The House Tuesday late afternoon passed 13 bills dealing with cyber and homeland security, including a measure that authorizes a new federal grant program to bolster cybersecurity at the state and local levels.

The bipartisan bills were approved together by a vote of 319 to 105 and still require Senate approval.

The State and Local Cybersecurity Improvement Act (H.R. 3138) was sponsored by Rep. Yvette Clarke (D-N.Y.) and would create a $500 million grant program within the Department of Homeland Security to provide state, local, tribal and territorial (SLTT) governments with funding to strengthen their networks against cyber-attacks, including ransomware.

The bill requires potential grant recipients to develop a comprehensive plan for how funding will be used and directs the DHS Cybersecurity and Infrastructure Security Agency (CISA) to develop a strategy to help improve the cybersecurity of SLTTs and to examine a short-term rotational employment program to enable SLTT government employees to work at CISA.

Another cyber bill, the DHS Industrial Control Systems Capabilities Enhancement Act of 2021 (H.R. 1833), introduced by Rep. John Katko (R-N.Y.), would ensure CISA has the lead federal role in protecting critical infrastructure and requires the agency to maintain capabilities to detect and mitigate threats and vulnerabilities to industrial control systems. It also requires CISA to maintain cross-sector response capabilities, and coordinate and provide vulnerability information about industrial control systems to stakeholders.

The House also passed two other bills related to CISA, including the Cybersecurity Vulnerability Remediation Act (H.R. 2980), sponsored by Rep. Sheila Jackson Lee (D-Texas), which requires the agency to help owners and operators of critical infrastructures with strategies to mitigate against the most critical cyber vulnerabilities. The bill would also require the DHS Science and Technology branch to work with CISA on a potential incentive-based program that allows the private sector, individuals and academia to compete in providing remediation services for cybersecurity vulnerabilities.

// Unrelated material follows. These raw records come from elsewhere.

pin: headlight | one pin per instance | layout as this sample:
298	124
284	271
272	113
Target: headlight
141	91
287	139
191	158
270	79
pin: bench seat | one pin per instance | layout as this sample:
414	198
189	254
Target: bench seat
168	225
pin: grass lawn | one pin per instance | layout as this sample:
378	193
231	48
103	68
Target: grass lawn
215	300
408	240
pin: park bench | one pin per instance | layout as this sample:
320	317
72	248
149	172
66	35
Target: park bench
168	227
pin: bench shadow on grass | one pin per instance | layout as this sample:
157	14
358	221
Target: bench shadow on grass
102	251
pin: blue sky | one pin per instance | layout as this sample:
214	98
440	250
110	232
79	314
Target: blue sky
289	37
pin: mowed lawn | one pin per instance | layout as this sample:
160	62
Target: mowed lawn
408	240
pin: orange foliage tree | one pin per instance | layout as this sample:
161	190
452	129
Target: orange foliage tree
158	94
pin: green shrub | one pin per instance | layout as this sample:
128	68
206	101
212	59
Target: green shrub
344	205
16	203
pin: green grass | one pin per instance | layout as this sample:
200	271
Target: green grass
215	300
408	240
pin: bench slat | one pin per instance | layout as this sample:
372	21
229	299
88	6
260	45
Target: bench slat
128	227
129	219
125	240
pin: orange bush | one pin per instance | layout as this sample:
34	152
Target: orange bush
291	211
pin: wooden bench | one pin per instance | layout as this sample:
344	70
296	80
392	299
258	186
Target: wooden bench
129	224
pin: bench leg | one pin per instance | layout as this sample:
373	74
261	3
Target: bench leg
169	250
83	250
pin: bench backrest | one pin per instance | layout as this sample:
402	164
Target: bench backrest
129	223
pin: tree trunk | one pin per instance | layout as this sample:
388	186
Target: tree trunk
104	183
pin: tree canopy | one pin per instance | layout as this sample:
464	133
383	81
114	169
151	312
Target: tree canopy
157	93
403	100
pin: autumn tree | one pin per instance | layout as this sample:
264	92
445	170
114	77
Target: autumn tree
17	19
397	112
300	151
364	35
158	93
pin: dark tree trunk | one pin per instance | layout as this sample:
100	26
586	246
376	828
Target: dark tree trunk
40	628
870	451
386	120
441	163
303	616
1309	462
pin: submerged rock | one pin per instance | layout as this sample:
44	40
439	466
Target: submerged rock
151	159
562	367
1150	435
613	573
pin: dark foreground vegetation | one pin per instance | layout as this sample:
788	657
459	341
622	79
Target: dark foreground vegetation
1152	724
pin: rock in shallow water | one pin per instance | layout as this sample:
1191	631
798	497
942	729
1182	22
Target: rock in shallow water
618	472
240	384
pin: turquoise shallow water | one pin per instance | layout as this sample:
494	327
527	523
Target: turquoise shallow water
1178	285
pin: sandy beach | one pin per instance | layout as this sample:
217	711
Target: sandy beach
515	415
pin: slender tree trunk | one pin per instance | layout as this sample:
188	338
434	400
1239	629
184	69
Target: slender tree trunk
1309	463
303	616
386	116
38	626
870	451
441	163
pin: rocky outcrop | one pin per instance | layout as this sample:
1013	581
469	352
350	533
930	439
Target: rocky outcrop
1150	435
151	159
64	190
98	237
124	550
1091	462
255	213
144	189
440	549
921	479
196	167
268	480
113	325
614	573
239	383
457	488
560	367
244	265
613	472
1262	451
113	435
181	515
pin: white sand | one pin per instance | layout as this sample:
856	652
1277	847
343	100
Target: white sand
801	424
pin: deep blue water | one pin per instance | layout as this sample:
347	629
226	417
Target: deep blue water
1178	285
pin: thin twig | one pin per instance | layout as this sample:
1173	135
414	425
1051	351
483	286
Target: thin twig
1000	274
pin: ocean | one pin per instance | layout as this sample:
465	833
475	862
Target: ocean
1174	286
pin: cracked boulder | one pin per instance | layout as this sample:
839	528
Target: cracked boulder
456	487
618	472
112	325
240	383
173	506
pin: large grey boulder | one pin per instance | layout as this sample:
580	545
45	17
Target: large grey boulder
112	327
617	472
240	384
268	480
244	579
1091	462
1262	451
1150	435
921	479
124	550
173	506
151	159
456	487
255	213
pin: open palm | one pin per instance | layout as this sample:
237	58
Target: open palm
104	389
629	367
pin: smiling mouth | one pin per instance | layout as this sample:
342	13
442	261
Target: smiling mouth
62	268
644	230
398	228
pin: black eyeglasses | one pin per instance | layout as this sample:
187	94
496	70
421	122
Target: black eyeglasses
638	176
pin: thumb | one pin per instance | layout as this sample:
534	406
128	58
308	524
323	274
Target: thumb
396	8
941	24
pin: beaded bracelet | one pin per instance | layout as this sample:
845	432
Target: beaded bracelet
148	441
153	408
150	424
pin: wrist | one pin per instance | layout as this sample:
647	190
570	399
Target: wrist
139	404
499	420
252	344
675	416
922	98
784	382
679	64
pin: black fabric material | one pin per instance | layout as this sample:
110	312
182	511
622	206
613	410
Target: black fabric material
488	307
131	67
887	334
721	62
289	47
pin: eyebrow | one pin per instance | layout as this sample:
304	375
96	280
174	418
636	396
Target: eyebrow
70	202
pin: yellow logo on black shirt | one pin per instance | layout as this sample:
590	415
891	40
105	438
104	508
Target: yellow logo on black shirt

The CISA Cyber Exercise Act (H.R. 3223), introduced by Rep. Elissa Slotkin (D-Mich.), creates a National Cyber Exercise program within CISA to evaluate the National Cyber Incident Response Plan and other related plans, simulate the “partial or complete incapacitation of a government or critical infrastructure network” due to a cyber incident, and evaluate cyber readiness and enhance cyber incident response.

Another bill sponsored by Katko, Domains Critical to Homeland Security Act (H.R. 3264), authorizes DHS to conduct research and development into supply chain risks for infrastructures critical to economic security and evaluate national security impacts due to disruption, corruption, exploitation or dysfunction.

The House also passed several transportation security-related bills, including the Transportation Security Transparency Improvement Act (H.R. 1871), introduced by Rep. Dan Bishop (R-N.C.), that would provide visibility into policymaking at the Transportation Security Administration. The bill requires the agency to communicate more clearly regarding its security directives and to regularly review and update sensitive security information identification guidelines.

The Strengthening Local Transportation Security Capabilities Act of 2021 (H.R. 1870), sponsored by Rep. Nanette Barragan (D-Calif.), would deploy more federal intelligence analysts closer to high-risk transportation assets to help with information sharing, and provide terrorism-focused training, and improve cooperation among federal, state and local law enforcement partners.

The Transportation Security Public Threat Preparedness Act (H.R. 1895), introduced by Rep. Carlos Gimenez (R-Fla.), would authorize TSA to send staff to other DHS components and federal agencies to improve response efforts to public health threats to the nation’s transportation security statement. The bill also requires the agency to do a risk assessment of DHS and other federal agencies’ preparedness to respond to public health threats to the transportation security system.

The House also passed a bill to strengthen research and development at DHS by authorizing the National Urban Security Technology Laboratory within the Science and Technology (NUSTL) Directorate. The Supporting Research and Development for First Responders Act (H.R. 1850), introduced by Rep. Kathleen Rice (D-N.Y.), strengthens the position of the lab after the Trump administration attempted to shutter it by cutting off funding.

The NUSTL is used to test and evaluate technologies for first responders.